Era mattina tardi. Prospero era già alto nel cielo, e il paese era deserto. Le porte erano aperte. I resti delle fantasie della sera precedente erano dappertutto, abbandonati sulla strada come gusci di cicala. Il burocrate si incamminò verso il centro di Rose Hall. Il cervello gli si stava schiarendo lentamente, e aveva voglia di cantare. Il corpo gli doleva, ma in maniera piacevole. Sentiva il pene rosso e infiammato. Non aveva bisogno di altro che di una buona colazione per tornare ad affrontare il mondo.

Chu era in piedi accanto a un camion sul cui paraurti anteriore campeggiava la scritta: IL NUOVO RE seguita da: IL TEATRO DELLE MARIONETTE DI MINTOUCHIAN E ILLUSARIUM DEL PARADISO E DELL’INFERNO, DELLE DIECI MILIONI DI CITTÀ E DEGLI UNDICI MONDI scritto in sette colori abbaglianti lungo la fiancata. Il burocrate ricordò di averlo visto la sera precedente, con gli sportelli aperti e uno spettacolino di marionette in piena azione.
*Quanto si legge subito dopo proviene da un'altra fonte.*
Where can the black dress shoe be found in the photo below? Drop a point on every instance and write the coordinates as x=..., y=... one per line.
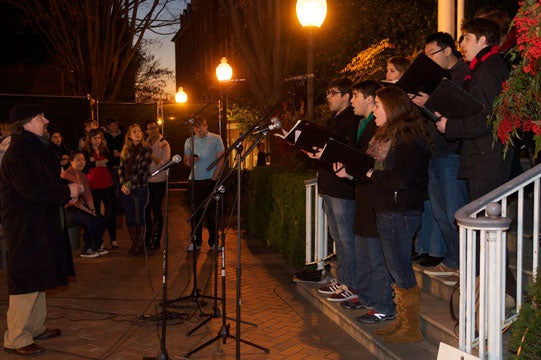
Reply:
x=32, y=349
x=419, y=257
x=48, y=334
x=431, y=261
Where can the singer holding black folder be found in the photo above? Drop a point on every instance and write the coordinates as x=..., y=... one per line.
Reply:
x=338, y=195
x=438, y=238
x=397, y=183
x=207, y=148
x=482, y=161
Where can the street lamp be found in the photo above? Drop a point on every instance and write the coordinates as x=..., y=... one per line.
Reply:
x=311, y=14
x=181, y=96
x=224, y=72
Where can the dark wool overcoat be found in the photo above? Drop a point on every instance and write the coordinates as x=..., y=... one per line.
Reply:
x=32, y=195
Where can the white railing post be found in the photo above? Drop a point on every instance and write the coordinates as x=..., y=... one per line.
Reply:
x=316, y=239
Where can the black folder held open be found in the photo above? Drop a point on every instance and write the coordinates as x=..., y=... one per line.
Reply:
x=306, y=135
x=356, y=162
x=451, y=101
x=422, y=75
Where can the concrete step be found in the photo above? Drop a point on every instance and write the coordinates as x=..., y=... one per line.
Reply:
x=436, y=325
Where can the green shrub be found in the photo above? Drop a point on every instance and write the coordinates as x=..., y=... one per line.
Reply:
x=275, y=203
x=526, y=336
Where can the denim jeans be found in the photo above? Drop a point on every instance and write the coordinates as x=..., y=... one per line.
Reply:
x=340, y=213
x=202, y=190
x=373, y=279
x=430, y=239
x=134, y=206
x=107, y=197
x=447, y=195
x=94, y=226
x=396, y=232
x=153, y=212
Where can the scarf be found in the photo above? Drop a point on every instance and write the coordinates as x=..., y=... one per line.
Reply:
x=378, y=150
x=478, y=60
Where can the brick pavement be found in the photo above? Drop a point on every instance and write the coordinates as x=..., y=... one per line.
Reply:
x=103, y=311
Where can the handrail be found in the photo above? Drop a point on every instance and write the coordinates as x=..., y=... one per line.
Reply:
x=482, y=226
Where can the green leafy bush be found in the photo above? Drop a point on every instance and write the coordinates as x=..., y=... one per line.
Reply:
x=526, y=336
x=275, y=203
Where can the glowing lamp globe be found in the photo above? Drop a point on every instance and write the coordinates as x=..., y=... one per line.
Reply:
x=181, y=96
x=224, y=71
x=311, y=12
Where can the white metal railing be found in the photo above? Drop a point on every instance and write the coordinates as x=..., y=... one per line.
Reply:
x=317, y=249
x=480, y=222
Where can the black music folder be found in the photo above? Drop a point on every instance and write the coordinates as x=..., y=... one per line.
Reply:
x=451, y=101
x=356, y=162
x=306, y=135
x=422, y=75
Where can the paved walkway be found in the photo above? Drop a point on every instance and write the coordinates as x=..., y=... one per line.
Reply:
x=104, y=311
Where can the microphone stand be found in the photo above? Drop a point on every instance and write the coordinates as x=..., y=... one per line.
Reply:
x=224, y=333
x=162, y=354
x=196, y=295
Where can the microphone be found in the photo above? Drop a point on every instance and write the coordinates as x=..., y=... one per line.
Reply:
x=174, y=160
x=275, y=124
x=299, y=77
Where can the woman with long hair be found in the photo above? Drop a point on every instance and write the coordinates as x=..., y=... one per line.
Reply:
x=398, y=180
x=60, y=149
x=134, y=171
x=98, y=170
x=83, y=211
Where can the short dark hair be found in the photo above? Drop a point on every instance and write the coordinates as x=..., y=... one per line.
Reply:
x=483, y=27
x=367, y=87
x=444, y=40
x=199, y=120
x=342, y=84
x=400, y=63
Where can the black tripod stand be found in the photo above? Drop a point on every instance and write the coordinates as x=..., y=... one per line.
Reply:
x=162, y=354
x=217, y=195
x=223, y=333
x=224, y=330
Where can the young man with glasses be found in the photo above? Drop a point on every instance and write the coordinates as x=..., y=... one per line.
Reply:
x=438, y=236
x=482, y=162
x=208, y=147
x=339, y=195
x=161, y=153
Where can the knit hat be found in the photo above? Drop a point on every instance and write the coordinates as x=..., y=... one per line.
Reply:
x=23, y=113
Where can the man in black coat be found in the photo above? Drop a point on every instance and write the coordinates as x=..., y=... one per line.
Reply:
x=32, y=195
x=481, y=158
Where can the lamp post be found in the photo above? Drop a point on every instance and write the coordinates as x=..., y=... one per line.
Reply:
x=311, y=14
x=224, y=72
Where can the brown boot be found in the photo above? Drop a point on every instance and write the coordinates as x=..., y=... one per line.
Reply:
x=132, y=230
x=408, y=313
x=395, y=325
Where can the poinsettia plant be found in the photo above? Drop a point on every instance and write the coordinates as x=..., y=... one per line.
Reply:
x=518, y=107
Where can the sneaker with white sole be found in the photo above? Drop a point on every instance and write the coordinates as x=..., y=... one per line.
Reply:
x=439, y=270
x=102, y=251
x=354, y=304
x=89, y=254
x=331, y=288
x=373, y=317
x=342, y=294
x=197, y=247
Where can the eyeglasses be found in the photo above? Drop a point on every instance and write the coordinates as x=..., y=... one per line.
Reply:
x=333, y=92
x=437, y=51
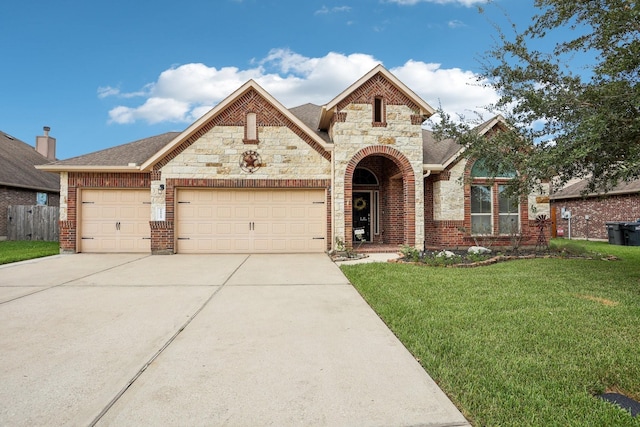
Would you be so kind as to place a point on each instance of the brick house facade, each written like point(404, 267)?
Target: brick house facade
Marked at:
point(254, 176)
point(20, 181)
point(590, 212)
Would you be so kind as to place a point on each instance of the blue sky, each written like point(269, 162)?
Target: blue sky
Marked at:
point(102, 74)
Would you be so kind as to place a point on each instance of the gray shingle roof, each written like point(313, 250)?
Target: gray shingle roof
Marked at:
point(437, 152)
point(574, 191)
point(134, 152)
point(17, 161)
point(309, 114)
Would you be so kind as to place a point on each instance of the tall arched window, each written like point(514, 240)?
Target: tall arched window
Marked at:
point(492, 207)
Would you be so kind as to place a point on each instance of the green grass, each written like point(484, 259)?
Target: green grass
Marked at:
point(527, 342)
point(13, 251)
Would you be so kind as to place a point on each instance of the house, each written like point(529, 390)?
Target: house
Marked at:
point(253, 176)
point(20, 182)
point(590, 212)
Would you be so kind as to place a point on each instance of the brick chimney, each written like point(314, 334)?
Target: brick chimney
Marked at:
point(46, 145)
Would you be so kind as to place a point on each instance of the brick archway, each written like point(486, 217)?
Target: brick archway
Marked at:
point(408, 190)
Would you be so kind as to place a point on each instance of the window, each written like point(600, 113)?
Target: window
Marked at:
point(508, 221)
point(489, 195)
point(379, 118)
point(481, 209)
point(251, 129)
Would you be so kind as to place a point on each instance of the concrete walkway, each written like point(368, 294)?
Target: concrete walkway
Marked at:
point(237, 340)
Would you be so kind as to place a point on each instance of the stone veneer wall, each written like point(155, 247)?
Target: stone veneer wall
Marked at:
point(354, 132)
point(213, 161)
point(216, 155)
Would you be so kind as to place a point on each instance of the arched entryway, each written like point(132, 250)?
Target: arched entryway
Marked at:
point(379, 199)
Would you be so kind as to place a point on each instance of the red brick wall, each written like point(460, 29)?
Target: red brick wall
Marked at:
point(452, 234)
point(391, 201)
point(612, 208)
point(10, 196)
point(165, 232)
point(399, 203)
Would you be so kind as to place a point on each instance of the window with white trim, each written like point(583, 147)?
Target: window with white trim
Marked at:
point(490, 195)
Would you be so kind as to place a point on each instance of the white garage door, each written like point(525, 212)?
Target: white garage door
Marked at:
point(251, 221)
point(115, 221)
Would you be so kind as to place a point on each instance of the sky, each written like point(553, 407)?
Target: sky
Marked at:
point(101, 74)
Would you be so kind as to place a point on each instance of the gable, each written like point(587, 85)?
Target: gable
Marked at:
point(379, 82)
point(378, 86)
point(19, 161)
point(250, 98)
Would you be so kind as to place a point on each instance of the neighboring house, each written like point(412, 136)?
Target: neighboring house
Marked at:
point(590, 212)
point(20, 182)
point(253, 176)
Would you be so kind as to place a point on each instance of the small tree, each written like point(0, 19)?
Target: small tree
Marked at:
point(565, 124)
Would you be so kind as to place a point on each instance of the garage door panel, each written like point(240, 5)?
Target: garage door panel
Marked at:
point(261, 212)
point(107, 212)
point(241, 212)
point(246, 221)
point(115, 220)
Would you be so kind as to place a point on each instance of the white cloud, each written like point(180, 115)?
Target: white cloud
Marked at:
point(455, 23)
point(184, 93)
point(467, 3)
point(324, 10)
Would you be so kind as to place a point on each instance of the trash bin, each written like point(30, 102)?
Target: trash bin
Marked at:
point(631, 231)
point(615, 233)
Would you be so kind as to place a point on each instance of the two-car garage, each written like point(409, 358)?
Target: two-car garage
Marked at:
point(250, 221)
point(207, 220)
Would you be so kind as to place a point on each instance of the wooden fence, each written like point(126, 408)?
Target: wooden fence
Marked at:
point(33, 223)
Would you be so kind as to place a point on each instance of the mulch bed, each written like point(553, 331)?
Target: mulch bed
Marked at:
point(467, 262)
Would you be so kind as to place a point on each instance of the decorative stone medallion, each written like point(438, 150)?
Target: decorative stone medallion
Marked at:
point(250, 161)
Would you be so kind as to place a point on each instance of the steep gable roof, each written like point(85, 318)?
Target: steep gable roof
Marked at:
point(448, 151)
point(380, 73)
point(17, 166)
point(125, 157)
point(232, 110)
point(576, 190)
point(309, 114)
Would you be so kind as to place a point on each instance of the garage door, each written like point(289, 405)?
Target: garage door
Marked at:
point(251, 221)
point(115, 221)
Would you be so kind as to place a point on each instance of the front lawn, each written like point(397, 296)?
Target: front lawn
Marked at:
point(13, 251)
point(526, 342)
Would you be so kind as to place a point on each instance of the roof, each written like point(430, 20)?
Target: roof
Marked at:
point(17, 161)
point(575, 191)
point(121, 156)
point(206, 119)
point(309, 114)
point(329, 109)
point(438, 152)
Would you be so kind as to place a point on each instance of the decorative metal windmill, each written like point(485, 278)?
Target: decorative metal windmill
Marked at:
point(541, 223)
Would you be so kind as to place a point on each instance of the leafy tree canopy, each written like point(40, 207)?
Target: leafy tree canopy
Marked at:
point(568, 121)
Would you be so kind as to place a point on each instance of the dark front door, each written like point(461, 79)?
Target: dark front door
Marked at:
point(361, 217)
Chu parlava con un ometto grasso e sudato con un paio di baffetti meticolosamente curati. Arshag Mintouchian in persona, evidentemente. — Passata una bella notte? — domandò, poi scoppiò improvvisamente a ridere.

Il burocrate la fissò con espressione perplessa. Poi anche Mintouchian scoppiò a ridere.

— Che cavolo avete da ridere? — domandò il burocrate con tono offeso.

— La tua mano — disse Chu. — Oh, si vede che hai passato una notte memorabile! — Ripartirono tutti e due, trascinati da impeti di riso incontrollati.

Il burocrate si guardò la mano. Vi era un tatuaggio appena fatto, un serpente che girava attorno al dito medio della sua mano sinistra per ben tre volte, prima di mordersi la coda.